Officials at Arlington National Cemetery will use an Army-designed geospatial mapping system to manage cemetery operations, said the executive director of the Army National Cemeteries Program.
Kathryn A. Condon testified before the House Veterans Affairs Committee's disability assistance and memorial affairs subcommitee to provide an update on the progress made in rectifying long-standing management problems at Arlington National Cemetery.
Source: Arlington National Cemetary
"Arlington is no longer a paper-based operation. By producing a single electronic map of Arlington, the staff will assign, manage and track gravesites with an authoritative digital map," Condon said. "It will allow us to synchronize in real time our burial operations at Arlington."
The geospatial mapping system allows officials to synchronize burial operations with other daily operations, such as public ceremonies, infrastructure repair, grounds upkeep and public safety activities, Condon explained. The system is linked to Arlington's interment scheduling system, which allows schedulers to assign gravesites and assign procession routes. It also alerts Arlington staff of other activities in the area, she said.

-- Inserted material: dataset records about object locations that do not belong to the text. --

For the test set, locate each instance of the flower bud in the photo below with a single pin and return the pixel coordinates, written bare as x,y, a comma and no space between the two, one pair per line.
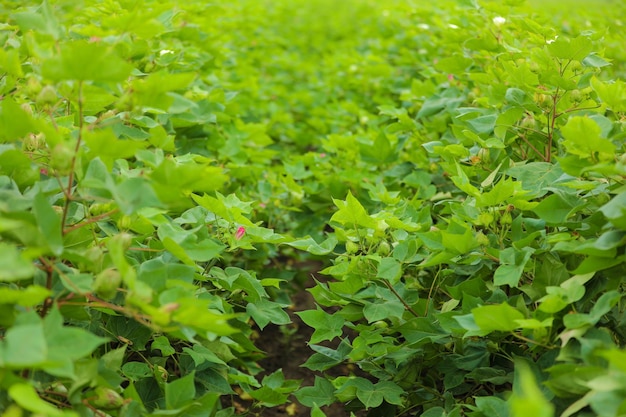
47,96
107,399
106,283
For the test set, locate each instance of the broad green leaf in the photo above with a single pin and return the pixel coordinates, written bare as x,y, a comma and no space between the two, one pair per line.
463,183
15,123
264,312
24,346
317,412
420,330
26,396
49,222
536,176
180,392
325,357
554,209
42,20
81,61
390,270
327,326
352,214
492,406
15,266
162,343
527,398
309,244
27,297
320,394
57,334
615,210
106,145
583,138
575,49
392,393
500,317
512,263
613,94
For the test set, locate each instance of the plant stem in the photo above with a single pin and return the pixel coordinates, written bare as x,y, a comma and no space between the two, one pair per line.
70,180
404,303
89,221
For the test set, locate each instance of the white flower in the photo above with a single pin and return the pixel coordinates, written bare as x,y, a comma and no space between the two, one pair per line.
499,21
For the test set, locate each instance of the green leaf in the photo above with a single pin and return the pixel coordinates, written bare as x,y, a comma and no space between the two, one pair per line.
535,177
554,209
492,406
26,396
134,194
63,353
265,311
380,310
105,145
316,412
42,20
15,123
320,394
309,244
392,393
512,263
352,213
615,210
327,326
576,49
162,343
27,297
24,346
527,399
583,138
82,61
500,317
180,392
613,94
390,270
49,222
15,266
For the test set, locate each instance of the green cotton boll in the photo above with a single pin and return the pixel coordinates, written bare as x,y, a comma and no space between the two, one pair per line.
106,283
61,158
47,96
107,399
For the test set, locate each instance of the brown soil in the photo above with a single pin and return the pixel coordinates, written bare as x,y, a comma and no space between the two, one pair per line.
288,350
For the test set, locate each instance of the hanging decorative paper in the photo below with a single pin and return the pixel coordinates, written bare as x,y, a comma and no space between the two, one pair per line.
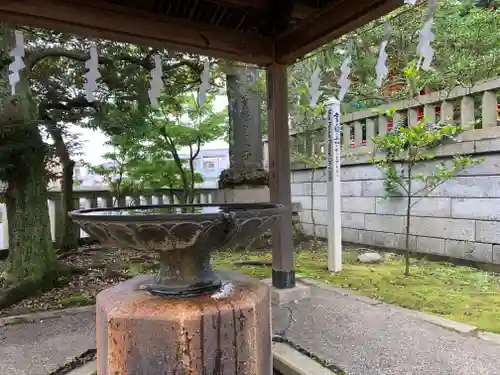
92,75
426,36
314,87
156,81
381,67
205,84
345,69
18,64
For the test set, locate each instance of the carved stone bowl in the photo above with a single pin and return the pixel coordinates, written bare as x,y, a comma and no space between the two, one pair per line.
184,235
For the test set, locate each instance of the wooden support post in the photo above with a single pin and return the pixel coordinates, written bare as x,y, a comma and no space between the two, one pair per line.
382,125
489,109
467,116
279,176
370,132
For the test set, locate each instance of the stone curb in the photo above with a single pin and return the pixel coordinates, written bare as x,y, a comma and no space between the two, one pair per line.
89,368
44,315
286,360
341,291
452,325
289,361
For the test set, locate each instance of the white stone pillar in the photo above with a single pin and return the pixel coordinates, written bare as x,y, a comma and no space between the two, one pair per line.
333,185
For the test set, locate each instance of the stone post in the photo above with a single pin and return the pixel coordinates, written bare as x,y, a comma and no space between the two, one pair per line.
246,180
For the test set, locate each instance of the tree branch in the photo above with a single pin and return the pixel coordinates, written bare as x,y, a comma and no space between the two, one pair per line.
35,57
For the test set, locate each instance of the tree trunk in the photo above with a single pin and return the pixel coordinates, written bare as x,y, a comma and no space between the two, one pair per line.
408,222
32,263
313,221
69,240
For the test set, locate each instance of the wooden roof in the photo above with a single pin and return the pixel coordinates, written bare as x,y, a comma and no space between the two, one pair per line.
252,31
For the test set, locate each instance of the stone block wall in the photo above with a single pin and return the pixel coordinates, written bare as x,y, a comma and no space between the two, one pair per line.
461,218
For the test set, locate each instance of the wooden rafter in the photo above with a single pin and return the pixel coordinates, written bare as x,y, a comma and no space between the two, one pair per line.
300,11
123,24
333,21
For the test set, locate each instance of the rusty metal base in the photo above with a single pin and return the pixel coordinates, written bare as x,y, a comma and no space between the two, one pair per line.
224,333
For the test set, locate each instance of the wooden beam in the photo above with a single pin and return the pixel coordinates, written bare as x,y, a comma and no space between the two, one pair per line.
335,20
279,176
127,25
300,11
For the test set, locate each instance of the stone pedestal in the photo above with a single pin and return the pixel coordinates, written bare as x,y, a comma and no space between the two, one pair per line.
243,194
225,333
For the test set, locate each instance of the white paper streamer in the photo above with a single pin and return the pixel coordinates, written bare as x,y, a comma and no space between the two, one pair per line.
205,84
92,75
18,64
426,36
314,86
156,81
381,67
344,81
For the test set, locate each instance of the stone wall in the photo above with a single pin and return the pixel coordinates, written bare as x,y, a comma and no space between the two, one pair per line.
461,218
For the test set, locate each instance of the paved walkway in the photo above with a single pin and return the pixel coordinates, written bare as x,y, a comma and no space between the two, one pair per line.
361,337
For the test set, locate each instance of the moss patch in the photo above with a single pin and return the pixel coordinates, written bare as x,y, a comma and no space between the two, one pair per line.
460,293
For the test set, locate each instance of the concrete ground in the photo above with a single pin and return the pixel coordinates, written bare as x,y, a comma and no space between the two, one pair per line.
362,337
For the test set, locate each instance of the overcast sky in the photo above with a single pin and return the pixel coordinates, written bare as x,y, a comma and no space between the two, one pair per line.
93,141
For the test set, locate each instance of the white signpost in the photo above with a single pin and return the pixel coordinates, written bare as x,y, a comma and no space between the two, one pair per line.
333,185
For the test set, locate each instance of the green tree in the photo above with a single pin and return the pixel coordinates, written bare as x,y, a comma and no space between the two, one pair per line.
156,158
49,95
114,171
411,150
467,50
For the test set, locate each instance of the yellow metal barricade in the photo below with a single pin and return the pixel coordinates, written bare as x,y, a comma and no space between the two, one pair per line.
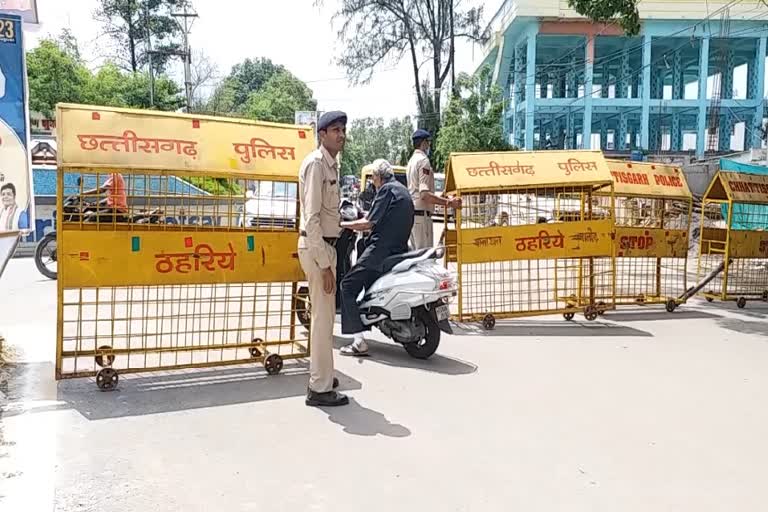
653,217
200,267
735,241
532,237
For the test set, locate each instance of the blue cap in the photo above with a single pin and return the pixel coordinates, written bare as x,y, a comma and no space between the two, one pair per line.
420,135
329,118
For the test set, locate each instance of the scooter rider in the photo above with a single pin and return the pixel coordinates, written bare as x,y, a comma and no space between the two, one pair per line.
390,222
421,185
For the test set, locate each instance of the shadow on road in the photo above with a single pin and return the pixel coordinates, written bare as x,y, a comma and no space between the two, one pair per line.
553,328
647,316
390,354
182,390
357,420
743,326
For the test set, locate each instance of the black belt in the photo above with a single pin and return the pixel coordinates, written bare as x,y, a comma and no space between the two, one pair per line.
327,239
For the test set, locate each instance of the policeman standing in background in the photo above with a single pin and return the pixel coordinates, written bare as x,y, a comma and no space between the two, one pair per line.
318,232
421,185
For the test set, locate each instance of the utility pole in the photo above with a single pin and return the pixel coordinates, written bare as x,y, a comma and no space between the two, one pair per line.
453,53
149,54
187,19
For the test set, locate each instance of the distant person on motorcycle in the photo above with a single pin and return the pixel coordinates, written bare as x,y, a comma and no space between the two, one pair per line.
390,222
114,207
421,185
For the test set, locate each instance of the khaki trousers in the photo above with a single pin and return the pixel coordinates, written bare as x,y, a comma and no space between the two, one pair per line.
323,313
422,234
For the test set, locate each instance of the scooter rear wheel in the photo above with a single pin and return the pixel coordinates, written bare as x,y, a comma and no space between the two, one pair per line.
423,349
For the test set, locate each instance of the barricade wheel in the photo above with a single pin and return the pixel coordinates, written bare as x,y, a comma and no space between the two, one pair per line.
109,357
601,308
273,364
671,305
106,379
255,352
303,307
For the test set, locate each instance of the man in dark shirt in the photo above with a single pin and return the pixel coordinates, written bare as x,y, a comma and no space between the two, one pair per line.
390,222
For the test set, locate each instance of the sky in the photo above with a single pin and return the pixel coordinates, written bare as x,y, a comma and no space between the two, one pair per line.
294,33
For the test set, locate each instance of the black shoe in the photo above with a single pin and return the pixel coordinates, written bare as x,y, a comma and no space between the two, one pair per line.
327,399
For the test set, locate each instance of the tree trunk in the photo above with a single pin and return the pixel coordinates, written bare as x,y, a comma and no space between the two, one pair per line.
415,64
132,46
438,86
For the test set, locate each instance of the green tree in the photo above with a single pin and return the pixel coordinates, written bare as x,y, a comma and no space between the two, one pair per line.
281,96
379,32
128,23
55,76
247,77
472,121
625,11
371,138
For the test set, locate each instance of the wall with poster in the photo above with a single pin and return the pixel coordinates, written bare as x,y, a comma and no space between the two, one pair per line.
16,199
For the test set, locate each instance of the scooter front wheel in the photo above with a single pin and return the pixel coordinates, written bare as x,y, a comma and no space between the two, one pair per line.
423,349
46,259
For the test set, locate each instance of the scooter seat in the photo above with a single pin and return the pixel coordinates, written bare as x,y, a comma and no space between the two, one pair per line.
390,263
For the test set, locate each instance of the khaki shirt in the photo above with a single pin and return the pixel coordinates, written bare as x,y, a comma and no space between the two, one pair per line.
420,178
319,200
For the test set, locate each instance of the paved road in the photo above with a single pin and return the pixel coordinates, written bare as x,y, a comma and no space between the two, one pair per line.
640,411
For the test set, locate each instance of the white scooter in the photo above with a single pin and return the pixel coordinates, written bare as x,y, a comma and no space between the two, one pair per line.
409,302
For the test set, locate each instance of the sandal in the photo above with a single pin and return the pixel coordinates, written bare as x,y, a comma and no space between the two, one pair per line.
352,350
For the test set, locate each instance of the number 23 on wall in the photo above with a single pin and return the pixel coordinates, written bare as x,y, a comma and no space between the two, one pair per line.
7,30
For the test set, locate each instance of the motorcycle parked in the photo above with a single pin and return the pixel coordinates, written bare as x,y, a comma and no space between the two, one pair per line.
74,209
409,302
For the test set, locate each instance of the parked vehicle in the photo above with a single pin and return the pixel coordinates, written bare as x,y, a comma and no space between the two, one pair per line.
75,209
409,302
270,205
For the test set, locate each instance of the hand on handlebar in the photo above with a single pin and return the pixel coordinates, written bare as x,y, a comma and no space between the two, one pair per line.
454,202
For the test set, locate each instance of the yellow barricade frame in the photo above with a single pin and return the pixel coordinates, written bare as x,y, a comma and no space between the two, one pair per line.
742,253
654,206
511,265
189,295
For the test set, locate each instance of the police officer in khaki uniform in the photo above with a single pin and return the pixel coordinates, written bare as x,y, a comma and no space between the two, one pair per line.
421,185
318,232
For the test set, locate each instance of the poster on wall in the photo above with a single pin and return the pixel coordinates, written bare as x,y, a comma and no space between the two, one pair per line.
16,201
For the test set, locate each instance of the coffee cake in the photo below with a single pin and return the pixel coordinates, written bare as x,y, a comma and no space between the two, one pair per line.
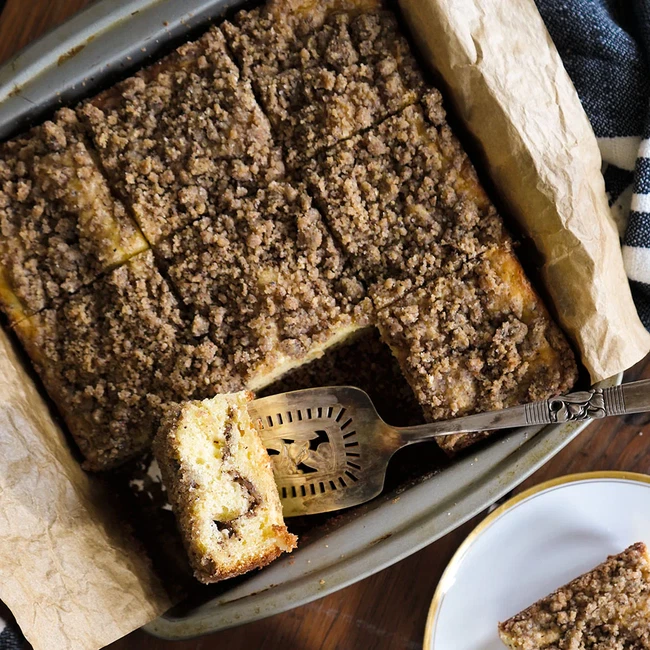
177,135
475,341
607,608
404,201
324,71
111,356
265,282
221,487
256,269
60,226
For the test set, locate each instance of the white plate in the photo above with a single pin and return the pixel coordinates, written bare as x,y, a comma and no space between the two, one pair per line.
534,543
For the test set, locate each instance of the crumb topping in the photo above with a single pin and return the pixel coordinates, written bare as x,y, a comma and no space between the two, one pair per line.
248,278
264,278
321,82
59,225
178,135
477,341
404,201
112,356
605,609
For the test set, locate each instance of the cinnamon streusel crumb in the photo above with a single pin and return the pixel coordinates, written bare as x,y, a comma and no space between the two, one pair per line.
265,281
59,224
323,76
605,609
112,356
220,483
404,201
475,341
176,136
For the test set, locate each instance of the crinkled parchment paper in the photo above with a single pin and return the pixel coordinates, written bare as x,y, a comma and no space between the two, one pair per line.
68,569
508,83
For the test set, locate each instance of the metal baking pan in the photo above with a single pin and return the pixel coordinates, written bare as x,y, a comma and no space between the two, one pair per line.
88,53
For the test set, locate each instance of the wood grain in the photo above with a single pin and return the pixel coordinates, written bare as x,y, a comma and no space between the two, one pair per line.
386,611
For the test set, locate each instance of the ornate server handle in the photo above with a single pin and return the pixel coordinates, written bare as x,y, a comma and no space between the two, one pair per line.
595,403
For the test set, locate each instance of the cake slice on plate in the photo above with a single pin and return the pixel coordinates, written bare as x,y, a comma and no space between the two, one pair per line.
609,607
221,487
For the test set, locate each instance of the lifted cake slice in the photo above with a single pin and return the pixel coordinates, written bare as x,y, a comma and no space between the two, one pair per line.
221,487
609,607
404,201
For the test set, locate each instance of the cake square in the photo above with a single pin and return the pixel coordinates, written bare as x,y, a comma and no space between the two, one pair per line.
220,483
476,341
404,202
608,607
284,34
112,356
324,74
177,135
60,227
265,281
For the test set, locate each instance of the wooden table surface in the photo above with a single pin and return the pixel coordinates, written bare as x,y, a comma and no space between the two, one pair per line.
386,611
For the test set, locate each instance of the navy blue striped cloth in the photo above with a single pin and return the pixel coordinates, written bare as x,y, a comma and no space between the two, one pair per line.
605,47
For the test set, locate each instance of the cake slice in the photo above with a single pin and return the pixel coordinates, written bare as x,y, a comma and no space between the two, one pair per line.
114,354
177,135
265,281
221,487
60,226
404,201
477,340
607,608
324,71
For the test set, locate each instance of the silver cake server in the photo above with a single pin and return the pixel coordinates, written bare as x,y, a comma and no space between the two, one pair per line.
330,449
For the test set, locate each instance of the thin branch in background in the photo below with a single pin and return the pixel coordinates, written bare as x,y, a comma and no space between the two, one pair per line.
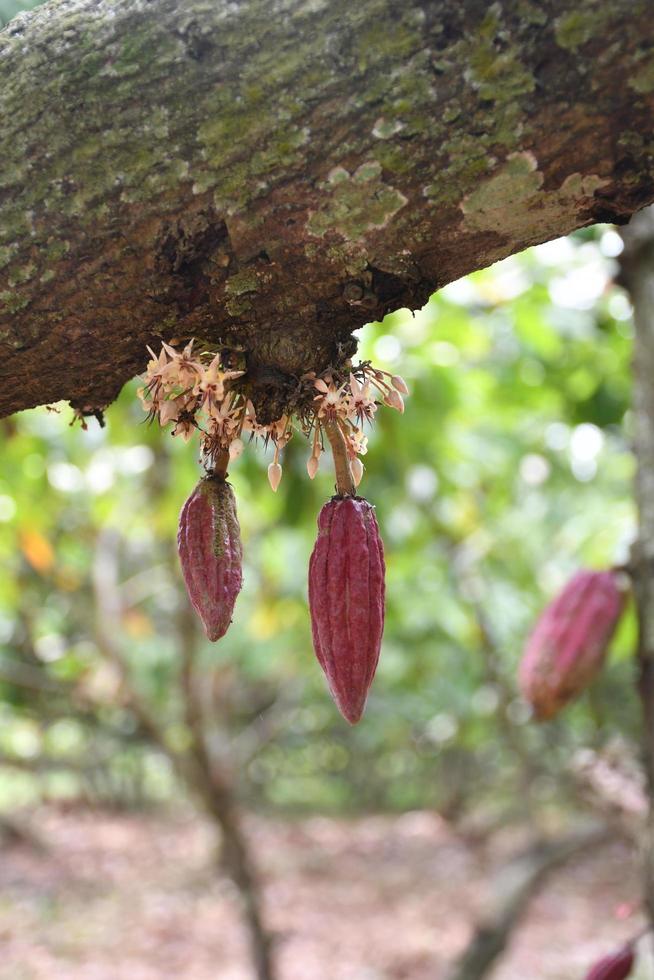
513,888
194,765
637,274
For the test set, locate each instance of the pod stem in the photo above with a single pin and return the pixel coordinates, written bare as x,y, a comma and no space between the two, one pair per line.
220,462
345,485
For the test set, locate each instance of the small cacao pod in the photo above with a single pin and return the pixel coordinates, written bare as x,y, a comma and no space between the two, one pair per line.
569,642
615,966
209,545
346,599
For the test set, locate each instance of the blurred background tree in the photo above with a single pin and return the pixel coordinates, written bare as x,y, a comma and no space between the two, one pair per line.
510,468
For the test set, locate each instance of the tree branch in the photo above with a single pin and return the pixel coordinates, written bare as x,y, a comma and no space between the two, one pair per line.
274,177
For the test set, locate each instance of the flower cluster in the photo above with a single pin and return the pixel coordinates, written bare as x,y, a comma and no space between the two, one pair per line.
197,392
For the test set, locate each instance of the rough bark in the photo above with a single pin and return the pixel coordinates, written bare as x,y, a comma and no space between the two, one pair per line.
273,173
638,276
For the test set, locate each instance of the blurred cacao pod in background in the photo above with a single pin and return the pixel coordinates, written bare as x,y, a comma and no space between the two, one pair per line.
569,642
615,966
209,545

Arlington is the first national cemetery to use this technology, Condon told the panel.
The geospatial mapping system will use the information collected and validated as part of the Army's gravesite accountability study. The gravesite accountability effort resulted in the first review, analysis and coordination of records kept in various ways at Arlington over the cemetery's history, Condon said.
The Gravesite Accountability Task Force physically examined and photographed 259,978 gravesites, niches and markers using a custom-built smartphone application and matched each photo with records in a database. Arlington officials are 84 percent complete in validating records, officials said, and are on track to finish this summer.
Once complete, Arlington's accountability effort will create a single, verifiable and authoritative database of all those laid to rest at Arlington, officials added, and it will be linked with Arlington's geospatial mapping system.